Our first pit stop was only partially successful, as Tesco’s filling station replenished my son’s needs but early Sunday closing thwarted my own. Unrelieved, we entered the mayhem of the M25 on a Sunday evening with its regular speed restrictions down to 60 then 50, coincidentally matching our top speed and denying the other fleet-footed motorists their amusement in passing our two heavily laden motorcycles struggling to attain even the speed restrictions. Not that we didn’t benefit from the same wry smiles as we weaved through their stationary vehicles further down the road until the signs lit up again that unobtainable open speed limit.
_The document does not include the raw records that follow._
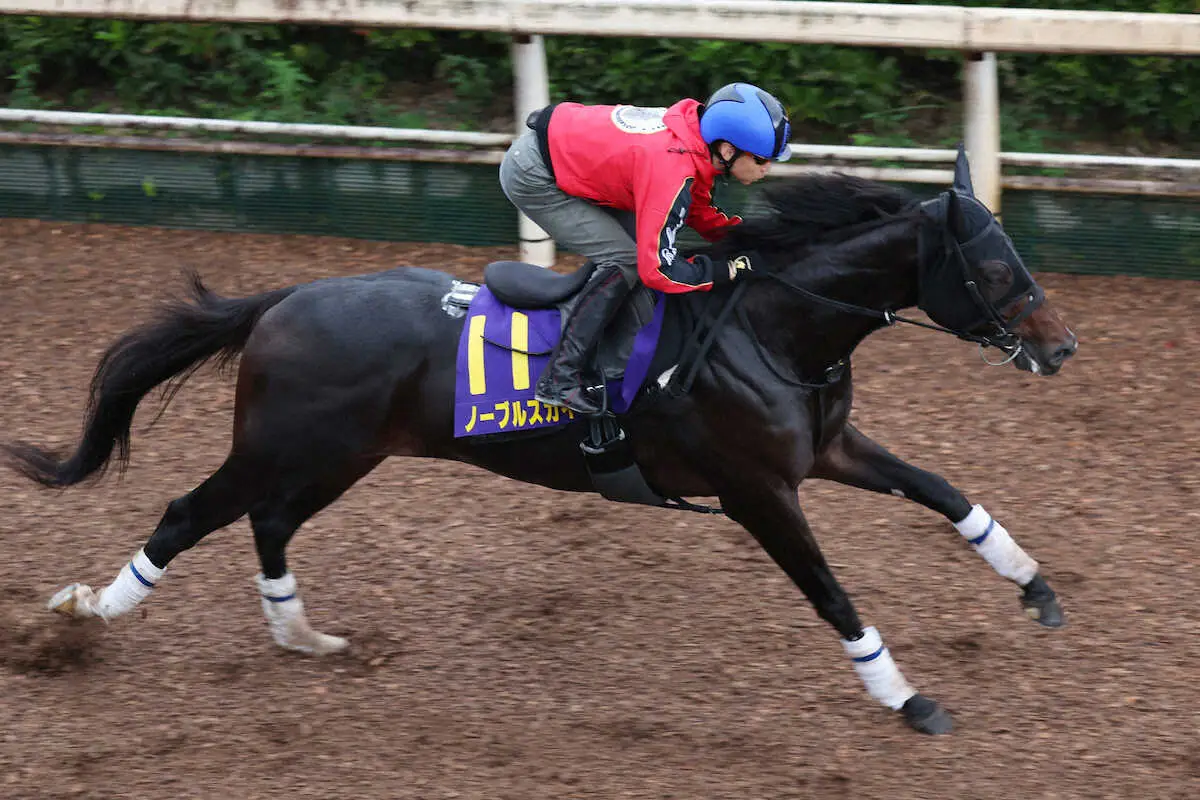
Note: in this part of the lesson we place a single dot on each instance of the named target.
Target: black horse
(337, 374)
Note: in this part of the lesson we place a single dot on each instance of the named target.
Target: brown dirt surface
(510, 642)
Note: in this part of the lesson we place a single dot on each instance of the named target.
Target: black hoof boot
(1041, 603)
(927, 716)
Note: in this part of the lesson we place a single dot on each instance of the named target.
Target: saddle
(515, 322)
(531, 287)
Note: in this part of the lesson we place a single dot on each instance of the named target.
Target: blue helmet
(749, 119)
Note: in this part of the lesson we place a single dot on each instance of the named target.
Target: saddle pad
(503, 352)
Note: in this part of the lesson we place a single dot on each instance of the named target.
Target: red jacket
(649, 161)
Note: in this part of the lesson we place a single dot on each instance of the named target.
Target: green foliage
(448, 79)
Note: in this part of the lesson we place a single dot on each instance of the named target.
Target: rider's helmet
(749, 119)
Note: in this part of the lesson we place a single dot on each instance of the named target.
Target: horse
(337, 374)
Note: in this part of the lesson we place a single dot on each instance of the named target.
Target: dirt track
(516, 643)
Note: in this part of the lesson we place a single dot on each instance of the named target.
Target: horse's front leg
(855, 459)
(772, 513)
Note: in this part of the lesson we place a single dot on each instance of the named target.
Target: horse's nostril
(1065, 352)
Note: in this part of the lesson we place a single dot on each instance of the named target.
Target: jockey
(617, 182)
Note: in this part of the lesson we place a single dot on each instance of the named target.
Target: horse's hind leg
(275, 521)
(225, 497)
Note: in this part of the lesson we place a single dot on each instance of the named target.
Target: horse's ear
(955, 217)
(963, 173)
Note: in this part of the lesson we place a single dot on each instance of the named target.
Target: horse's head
(973, 282)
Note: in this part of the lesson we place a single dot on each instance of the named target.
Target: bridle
(934, 258)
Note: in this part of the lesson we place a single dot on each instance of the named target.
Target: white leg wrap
(286, 618)
(997, 548)
(131, 587)
(874, 665)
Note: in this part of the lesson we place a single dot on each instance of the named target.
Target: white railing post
(981, 98)
(531, 92)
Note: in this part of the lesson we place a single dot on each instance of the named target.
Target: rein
(1002, 340)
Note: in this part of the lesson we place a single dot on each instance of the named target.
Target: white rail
(361, 132)
(977, 32)
(780, 20)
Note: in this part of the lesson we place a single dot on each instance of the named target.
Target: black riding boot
(562, 383)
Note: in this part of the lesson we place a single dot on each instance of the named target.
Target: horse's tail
(166, 350)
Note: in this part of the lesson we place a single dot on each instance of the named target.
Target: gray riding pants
(606, 236)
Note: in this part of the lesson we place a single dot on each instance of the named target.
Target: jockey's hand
(742, 264)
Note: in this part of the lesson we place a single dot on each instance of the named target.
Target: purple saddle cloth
(503, 352)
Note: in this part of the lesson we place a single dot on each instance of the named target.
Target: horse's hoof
(76, 601)
(1042, 605)
(927, 716)
(312, 643)
(327, 645)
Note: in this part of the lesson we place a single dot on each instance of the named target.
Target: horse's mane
(795, 215)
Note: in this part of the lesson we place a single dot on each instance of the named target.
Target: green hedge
(450, 79)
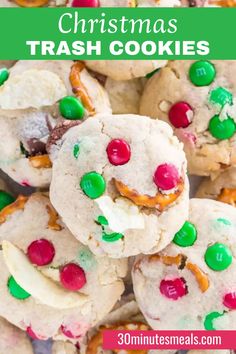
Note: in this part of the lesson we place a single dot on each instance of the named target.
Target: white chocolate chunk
(121, 214)
(35, 283)
(32, 89)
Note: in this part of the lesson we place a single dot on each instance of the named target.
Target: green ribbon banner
(117, 33)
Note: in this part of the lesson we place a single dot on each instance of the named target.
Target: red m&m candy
(180, 115)
(118, 152)
(230, 300)
(173, 289)
(31, 333)
(166, 176)
(41, 252)
(85, 3)
(72, 277)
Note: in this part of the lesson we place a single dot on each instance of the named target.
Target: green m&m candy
(71, 108)
(76, 151)
(16, 290)
(102, 220)
(4, 74)
(222, 129)
(93, 185)
(186, 236)
(5, 199)
(202, 73)
(221, 97)
(218, 257)
(208, 322)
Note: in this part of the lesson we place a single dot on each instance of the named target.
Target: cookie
(197, 99)
(118, 181)
(6, 197)
(125, 316)
(46, 291)
(124, 69)
(60, 347)
(27, 119)
(12, 340)
(223, 188)
(125, 95)
(191, 284)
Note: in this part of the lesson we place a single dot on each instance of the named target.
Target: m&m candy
(72, 277)
(41, 252)
(118, 152)
(173, 289)
(71, 108)
(218, 257)
(186, 236)
(222, 129)
(180, 115)
(93, 184)
(202, 73)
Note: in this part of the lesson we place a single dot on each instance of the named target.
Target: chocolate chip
(36, 147)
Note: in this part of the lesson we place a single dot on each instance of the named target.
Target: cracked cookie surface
(47, 292)
(117, 180)
(175, 287)
(198, 100)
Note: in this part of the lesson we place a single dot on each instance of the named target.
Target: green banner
(117, 33)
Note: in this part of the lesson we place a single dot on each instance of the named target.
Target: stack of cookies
(97, 228)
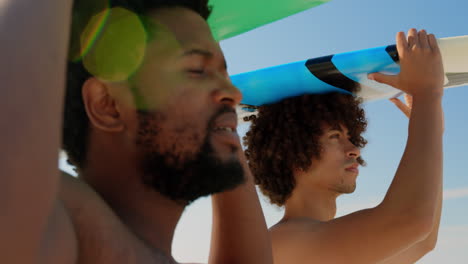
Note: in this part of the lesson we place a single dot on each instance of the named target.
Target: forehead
(326, 127)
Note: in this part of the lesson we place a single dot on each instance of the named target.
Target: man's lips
(353, 168)
(225, 122)
(224, 129)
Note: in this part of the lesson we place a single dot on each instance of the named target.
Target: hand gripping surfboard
(344, 72)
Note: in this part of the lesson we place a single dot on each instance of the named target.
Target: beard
(184, 176)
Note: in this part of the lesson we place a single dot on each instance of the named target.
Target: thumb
(383, 78)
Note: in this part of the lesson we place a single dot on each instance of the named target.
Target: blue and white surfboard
(344, 72)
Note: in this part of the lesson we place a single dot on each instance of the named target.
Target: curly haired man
(305, 152)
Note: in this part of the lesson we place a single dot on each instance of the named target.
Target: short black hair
(75, 120)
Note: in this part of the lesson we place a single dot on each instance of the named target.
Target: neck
(316, 204)
(149, 215)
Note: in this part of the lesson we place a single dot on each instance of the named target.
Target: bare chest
(101, 236)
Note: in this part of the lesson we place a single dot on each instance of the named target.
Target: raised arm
(239, 231)
(408, 213)
(32, 58)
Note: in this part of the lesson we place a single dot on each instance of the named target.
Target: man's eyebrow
(201, 52)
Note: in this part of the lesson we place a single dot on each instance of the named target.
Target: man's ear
(101, 107)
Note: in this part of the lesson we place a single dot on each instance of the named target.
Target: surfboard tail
(345, 72)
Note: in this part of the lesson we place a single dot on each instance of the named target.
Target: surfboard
(230, 18)
(344, 72)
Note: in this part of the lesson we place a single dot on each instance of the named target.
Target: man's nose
(353, 151)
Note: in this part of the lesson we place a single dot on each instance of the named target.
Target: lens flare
(119, 49)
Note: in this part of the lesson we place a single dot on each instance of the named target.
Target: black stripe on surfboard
(324, 69)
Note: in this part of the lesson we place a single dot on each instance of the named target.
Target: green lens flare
(114, 44)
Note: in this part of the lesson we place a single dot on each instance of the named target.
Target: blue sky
(347, 25)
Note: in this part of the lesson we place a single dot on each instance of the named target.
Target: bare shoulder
(286, 236)
(101, 236)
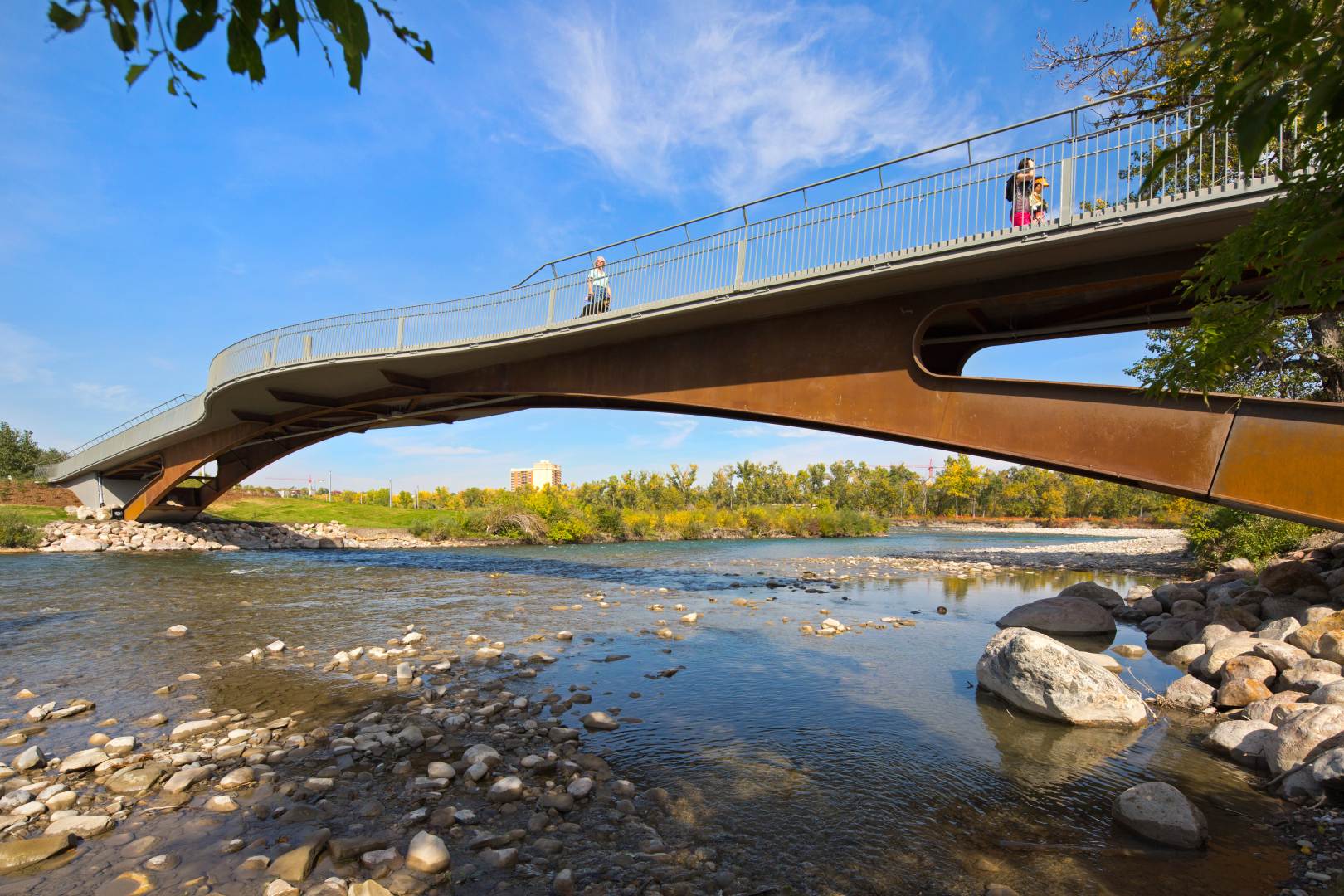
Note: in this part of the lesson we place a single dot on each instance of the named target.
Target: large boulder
(1210, 664)
(1239, 692)
(1060, 616)
(1301, 733)
(1277, 629)
(1304, 679)
(1181, 657)
(1331, 646)
(1283, 607)
(1049, 679)
(1103, 596)
(1242, 742)
(1250, 666)
(1309, 635)
(1332, 692)
(1187, 609)
(1328, 768)
(1161, 813)
(1190, 694)
(1283, 655)
(1215, 631)
(1288, 577)
(1171, 633)
(1264, 709)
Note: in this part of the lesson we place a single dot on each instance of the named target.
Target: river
(859, 763)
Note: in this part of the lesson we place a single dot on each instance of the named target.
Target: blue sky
(143, 236)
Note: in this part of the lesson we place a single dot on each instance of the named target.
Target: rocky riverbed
(461, 779)
(1262, 650)
(90, 536)
(778, 730)
(1125, 551)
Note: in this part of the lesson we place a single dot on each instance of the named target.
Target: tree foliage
(21, 453)
(1220, 533)
(1268, 75)
(761, 497)
(149, 32)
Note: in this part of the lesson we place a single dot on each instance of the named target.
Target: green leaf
(350, 27)
(124, 35)
(1257, 124)
(66, 21)
(192, 30)
(244, 52)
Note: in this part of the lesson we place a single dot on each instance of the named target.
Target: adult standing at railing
(600, 290)
(1018, 191)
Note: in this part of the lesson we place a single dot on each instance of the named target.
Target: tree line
(958, 489)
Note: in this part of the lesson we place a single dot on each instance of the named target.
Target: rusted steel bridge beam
(851, 368)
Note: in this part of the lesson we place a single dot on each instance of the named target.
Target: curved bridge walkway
(847, 305)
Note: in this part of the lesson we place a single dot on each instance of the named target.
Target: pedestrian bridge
(847, 305)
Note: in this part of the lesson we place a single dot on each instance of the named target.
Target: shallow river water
(860, 763)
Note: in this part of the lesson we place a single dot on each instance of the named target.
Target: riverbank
(1262, 685)
(492, 790)
(804, 733)
(1132, 553)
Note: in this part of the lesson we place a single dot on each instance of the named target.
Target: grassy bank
(32, 514)
(541, 520)
(370, 516)
(21, 525)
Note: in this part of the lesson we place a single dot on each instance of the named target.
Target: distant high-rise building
(541, 475)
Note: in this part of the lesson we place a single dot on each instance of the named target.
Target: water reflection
(858, 763)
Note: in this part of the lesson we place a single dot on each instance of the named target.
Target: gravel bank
(1142, 553)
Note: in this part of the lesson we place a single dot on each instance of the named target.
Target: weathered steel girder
(860, 368)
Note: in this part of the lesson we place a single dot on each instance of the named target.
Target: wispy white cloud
(678, 430)
(24, 358)
(402, 448)
(758, 430)
(734, 100)
(106, 395)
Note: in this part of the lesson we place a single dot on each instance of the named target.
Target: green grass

It was a glorious first evening of spring, and though mostly overcast, it was a clear focused twilight with the sun casting a delightful warm rose red edge to the skies fading light. As we pressed on with the evening descending into night, it became apparent that my cosy headlight glimmer decided it would not flare into a piercing headlight to illuminate the way ahead but instead stay as a more relaxing sidelight, regardless of how frantically I toggled the switch. Fortunately, it was about the same point that I realised my son’s rear tail light had fused into that incandescent red glow, which can only be brought on by tail light and brake light stuck permanently in the on position. 

We continued, with my son forging the path and with me holding on to the blinding glare of his taillight to act as my unfaltering red headlight. Unfaltering until he stomps on the brake, and the light goes out, plunging me into the inky black of the road and an unseen stationary motorcycle dead ahead. Or when he puts his indicators on, which has the effect of turning a taillight into a pulsating epileptic initiator. Even heavily laden motorcycles have their light quirks.

Across The Handlebars FerryFor now, I can close my eyes to rest for the first time in several weeks leaving me with that image of the day: an incandescent red glow. Even with the temporary blindspot burnt into my eyeballs, I can still see a whole world lying ahead, across the handlebars.